Burch went into many of the reasons your dog might limp and what you can do about it.

Why is my dog ​​limping?

When you see your dog limping, it is natural that you want to get to the bottom of the problem and find out why. Not all reasons are worrying, at least initially; others can be more serious. These are some common ones Burch saw:

  • A foreign body. “It can be so simple that something is stuck in the paw, like a little thorn or some juice, and they don’t like the feel,” says Burch.
  • A minor injury. “Most of the time it’s a soft tissue injury, a slight muscle strain or something twisted,” says Burch. “It’s like humans have twisted ankles. It hurts for a couple of days. Sometimes you need a little pain control. Then they return to normal. “
  • A more serious injury B. a broken bone or a torn tendon or ligament.
  • An infection. Burch says these infections could be external, such as on the skin, or internal.
  • Tick ​​bites. “They can cause inflammation,” says Burch.
  • Burch says Bone or joint cancer, in particular, can cause the dog to limp.
  • arthritis, to which many dogs become susceptible as they age.

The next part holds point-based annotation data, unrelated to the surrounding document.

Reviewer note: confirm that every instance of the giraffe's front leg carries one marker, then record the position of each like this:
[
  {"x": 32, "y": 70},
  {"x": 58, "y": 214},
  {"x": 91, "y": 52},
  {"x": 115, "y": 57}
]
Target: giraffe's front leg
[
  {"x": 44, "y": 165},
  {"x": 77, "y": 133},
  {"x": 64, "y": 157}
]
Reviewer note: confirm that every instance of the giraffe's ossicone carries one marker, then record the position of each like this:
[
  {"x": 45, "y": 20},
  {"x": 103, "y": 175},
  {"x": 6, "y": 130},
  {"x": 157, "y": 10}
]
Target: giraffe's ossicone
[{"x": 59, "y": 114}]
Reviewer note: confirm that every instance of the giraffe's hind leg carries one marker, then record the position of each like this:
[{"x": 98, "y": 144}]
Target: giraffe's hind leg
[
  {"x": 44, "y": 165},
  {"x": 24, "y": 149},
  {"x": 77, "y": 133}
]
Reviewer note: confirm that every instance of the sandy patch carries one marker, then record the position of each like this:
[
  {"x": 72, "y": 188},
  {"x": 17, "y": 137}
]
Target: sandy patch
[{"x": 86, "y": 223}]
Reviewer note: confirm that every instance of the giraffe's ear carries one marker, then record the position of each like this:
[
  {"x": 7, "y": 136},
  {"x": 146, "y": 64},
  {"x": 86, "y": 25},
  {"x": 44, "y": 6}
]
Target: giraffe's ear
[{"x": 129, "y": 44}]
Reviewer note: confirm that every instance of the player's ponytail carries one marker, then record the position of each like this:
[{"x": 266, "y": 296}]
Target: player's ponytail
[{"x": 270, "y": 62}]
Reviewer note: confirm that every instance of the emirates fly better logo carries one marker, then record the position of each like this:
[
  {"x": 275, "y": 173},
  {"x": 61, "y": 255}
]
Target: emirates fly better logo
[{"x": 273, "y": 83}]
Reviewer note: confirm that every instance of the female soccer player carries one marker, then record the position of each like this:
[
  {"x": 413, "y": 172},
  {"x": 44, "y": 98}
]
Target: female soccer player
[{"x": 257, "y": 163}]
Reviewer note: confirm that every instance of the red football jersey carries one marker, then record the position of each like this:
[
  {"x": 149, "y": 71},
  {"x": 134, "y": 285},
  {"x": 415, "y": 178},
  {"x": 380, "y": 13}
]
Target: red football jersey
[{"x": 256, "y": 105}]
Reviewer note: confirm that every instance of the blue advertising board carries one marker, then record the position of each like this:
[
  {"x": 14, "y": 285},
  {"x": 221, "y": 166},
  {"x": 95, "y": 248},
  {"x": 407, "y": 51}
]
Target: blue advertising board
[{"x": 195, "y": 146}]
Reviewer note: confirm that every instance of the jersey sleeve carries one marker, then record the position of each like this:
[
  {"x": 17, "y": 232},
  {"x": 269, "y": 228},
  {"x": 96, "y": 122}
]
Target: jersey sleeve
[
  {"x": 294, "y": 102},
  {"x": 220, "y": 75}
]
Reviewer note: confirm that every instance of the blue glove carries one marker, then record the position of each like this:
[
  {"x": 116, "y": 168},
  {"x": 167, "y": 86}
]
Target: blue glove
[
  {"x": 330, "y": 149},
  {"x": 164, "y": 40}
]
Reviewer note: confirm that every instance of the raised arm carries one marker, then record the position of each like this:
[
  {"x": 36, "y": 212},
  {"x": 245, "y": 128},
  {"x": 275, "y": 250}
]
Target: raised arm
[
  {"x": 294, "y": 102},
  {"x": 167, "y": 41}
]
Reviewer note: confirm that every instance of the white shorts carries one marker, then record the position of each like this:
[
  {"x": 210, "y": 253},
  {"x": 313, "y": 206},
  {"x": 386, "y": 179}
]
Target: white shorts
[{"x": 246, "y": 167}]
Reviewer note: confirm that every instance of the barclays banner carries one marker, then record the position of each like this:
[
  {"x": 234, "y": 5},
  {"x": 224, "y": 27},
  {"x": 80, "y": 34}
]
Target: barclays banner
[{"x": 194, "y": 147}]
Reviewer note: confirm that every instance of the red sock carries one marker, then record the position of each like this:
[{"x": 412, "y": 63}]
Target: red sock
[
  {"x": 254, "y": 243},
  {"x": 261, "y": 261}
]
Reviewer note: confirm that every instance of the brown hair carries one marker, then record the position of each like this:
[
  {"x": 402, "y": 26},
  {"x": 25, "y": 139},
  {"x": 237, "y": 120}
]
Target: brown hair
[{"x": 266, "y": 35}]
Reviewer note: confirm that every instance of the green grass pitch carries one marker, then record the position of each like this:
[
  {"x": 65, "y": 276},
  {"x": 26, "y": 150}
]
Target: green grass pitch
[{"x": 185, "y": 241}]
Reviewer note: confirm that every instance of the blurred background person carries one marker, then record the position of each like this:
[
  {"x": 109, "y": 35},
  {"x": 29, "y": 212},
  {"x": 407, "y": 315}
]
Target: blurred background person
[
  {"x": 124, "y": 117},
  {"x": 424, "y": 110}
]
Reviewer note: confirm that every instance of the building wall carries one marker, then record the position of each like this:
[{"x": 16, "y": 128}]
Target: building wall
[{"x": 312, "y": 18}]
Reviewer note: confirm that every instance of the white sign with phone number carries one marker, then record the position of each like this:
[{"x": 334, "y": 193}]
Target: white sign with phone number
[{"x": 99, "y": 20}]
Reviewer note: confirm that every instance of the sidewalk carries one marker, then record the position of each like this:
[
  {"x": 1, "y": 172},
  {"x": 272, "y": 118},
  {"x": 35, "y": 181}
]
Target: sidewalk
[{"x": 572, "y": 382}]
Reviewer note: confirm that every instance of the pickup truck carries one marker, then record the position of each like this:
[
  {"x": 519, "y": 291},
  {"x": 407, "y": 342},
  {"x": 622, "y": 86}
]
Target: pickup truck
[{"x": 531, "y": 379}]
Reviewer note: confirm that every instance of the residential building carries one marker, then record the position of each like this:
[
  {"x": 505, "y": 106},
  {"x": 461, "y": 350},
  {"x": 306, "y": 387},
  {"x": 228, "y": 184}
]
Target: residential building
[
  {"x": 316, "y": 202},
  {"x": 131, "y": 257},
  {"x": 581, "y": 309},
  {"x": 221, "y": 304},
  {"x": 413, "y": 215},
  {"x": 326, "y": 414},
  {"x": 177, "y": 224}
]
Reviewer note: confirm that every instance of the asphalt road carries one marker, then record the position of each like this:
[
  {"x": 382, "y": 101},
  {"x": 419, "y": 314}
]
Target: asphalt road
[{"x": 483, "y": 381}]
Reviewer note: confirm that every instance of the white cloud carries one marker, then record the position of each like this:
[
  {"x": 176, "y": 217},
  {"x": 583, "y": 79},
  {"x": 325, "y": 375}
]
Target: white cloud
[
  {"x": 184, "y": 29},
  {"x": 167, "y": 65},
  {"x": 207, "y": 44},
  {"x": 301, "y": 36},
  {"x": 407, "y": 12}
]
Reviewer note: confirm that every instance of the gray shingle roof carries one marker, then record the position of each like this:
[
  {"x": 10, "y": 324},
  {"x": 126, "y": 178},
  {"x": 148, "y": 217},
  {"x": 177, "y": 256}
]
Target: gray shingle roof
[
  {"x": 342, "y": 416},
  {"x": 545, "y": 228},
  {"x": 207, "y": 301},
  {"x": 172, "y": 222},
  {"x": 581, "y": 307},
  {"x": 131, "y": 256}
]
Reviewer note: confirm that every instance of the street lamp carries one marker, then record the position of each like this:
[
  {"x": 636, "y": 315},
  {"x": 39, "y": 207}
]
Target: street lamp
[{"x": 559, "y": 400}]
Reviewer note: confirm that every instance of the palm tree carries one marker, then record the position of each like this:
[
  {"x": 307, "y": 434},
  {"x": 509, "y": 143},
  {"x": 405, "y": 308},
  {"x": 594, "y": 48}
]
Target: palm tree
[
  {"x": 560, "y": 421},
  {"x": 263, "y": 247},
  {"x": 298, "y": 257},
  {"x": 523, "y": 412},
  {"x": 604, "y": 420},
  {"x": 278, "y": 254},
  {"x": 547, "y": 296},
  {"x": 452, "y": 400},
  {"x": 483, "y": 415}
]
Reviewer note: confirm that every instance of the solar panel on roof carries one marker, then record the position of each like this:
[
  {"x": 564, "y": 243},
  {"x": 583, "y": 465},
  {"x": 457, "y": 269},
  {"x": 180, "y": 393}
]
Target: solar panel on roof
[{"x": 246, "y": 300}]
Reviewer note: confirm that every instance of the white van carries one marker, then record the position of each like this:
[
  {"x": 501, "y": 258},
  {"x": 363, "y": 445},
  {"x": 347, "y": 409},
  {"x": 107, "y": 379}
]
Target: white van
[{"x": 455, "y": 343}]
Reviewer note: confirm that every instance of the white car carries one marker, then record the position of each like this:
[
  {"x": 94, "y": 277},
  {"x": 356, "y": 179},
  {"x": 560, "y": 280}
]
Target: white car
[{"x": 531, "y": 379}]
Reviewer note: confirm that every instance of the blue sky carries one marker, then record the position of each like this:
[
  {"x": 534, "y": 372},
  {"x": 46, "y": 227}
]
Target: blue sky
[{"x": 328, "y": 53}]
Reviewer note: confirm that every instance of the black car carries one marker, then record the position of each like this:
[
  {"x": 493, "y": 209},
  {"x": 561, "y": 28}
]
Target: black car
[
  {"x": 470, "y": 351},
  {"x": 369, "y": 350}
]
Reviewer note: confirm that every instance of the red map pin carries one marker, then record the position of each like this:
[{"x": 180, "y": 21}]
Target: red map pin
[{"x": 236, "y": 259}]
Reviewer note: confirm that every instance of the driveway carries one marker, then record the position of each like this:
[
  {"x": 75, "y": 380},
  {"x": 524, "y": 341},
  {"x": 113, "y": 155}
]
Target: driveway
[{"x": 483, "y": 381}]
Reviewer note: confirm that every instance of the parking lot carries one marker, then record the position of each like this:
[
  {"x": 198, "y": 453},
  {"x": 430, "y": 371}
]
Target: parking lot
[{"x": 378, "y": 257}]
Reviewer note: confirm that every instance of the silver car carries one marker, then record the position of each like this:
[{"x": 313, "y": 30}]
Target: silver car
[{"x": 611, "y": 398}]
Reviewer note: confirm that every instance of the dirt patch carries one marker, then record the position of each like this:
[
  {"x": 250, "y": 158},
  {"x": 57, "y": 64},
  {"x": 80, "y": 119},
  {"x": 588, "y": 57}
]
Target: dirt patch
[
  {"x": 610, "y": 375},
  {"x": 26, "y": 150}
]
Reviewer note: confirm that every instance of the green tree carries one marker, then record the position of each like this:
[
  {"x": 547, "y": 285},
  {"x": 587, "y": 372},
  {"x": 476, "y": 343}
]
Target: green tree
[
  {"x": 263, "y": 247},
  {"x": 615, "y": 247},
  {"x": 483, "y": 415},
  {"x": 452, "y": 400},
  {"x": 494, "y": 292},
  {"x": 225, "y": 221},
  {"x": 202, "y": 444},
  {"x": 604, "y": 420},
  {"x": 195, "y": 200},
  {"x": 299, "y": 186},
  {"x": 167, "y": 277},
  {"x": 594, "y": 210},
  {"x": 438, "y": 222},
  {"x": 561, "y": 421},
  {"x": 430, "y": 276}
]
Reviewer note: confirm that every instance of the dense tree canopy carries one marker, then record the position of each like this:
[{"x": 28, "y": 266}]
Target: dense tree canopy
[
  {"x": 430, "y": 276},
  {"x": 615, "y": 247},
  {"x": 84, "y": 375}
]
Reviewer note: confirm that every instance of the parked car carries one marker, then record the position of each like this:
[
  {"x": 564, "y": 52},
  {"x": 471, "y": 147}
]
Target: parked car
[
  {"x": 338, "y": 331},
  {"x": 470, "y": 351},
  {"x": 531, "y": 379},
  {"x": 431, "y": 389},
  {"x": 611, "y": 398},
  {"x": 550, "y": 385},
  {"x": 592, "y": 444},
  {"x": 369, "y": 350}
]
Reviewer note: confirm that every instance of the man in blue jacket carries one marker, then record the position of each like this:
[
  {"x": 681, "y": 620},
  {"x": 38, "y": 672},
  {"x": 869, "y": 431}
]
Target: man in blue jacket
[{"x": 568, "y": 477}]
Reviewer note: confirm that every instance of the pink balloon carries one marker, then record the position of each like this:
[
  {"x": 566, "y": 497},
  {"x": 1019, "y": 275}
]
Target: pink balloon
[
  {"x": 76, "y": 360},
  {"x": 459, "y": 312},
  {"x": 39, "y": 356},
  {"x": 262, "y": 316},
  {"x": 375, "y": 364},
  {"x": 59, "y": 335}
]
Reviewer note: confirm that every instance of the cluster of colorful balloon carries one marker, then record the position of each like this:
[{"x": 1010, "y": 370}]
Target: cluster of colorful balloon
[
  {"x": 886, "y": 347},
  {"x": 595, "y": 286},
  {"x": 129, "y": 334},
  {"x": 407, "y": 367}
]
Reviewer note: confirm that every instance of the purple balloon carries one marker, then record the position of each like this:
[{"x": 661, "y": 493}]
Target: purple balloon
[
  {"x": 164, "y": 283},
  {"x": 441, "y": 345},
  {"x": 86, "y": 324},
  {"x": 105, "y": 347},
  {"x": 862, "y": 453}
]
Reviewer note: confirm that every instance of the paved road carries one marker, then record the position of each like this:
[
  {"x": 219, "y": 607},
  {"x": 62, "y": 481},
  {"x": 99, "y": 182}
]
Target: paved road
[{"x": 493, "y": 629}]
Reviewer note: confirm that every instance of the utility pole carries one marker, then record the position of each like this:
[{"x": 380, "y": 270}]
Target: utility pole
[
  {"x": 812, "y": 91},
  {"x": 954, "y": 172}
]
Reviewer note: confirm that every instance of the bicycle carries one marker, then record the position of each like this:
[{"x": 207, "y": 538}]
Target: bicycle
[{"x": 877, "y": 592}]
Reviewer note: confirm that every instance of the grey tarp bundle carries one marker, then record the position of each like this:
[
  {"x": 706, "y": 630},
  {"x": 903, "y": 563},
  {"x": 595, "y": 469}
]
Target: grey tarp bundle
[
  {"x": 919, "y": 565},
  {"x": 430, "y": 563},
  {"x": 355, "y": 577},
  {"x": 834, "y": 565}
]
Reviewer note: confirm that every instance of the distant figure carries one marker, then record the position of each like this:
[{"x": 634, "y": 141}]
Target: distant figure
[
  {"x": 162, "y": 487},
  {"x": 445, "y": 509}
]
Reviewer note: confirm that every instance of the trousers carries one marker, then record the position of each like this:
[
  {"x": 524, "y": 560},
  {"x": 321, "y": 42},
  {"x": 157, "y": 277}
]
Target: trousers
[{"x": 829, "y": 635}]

What should I do if my dog ​​is limping?

Not all cases of a dog’s limp result in a visit to the veterinarian. Burch says the first step is to see if you can identify the cause.

“Check the leg and between the paws,” says Burch. “Look for signs of tree sap.”

If you see thorns or sap, try removing them. Burch also recommends looking for signs of swelling, cuts, and bruises. If you find this out, call the vet.

“If you don’t find anything suspicious, you can try resting it for a day or two,” says Burch. “Be a couch potato.”

What does strict rest mean? “No running, jumping or hitting the potty, just on a leash,” says Burch.

The line part is important, emphasizes Burch. “I’ve seen restricted-activity dogs go outside without a leash, see a squirrel, and cause more trauma,” she says.

Burch also recommends icing the leg the dog is limping on for five to ten minutes two to three times a day to reduce swelling and pain.

“I don’t recommend giving over-the-counter human pain relievers without talking to a veterinarian,” says Burch, adding that some drugs are toxic to dogs and others require precise dosages.

If the dog is not feeling better in 24 to 48 hours, call the vet to arrange an exam.

“If it doesn’t clear up by itself, you need to find out why.”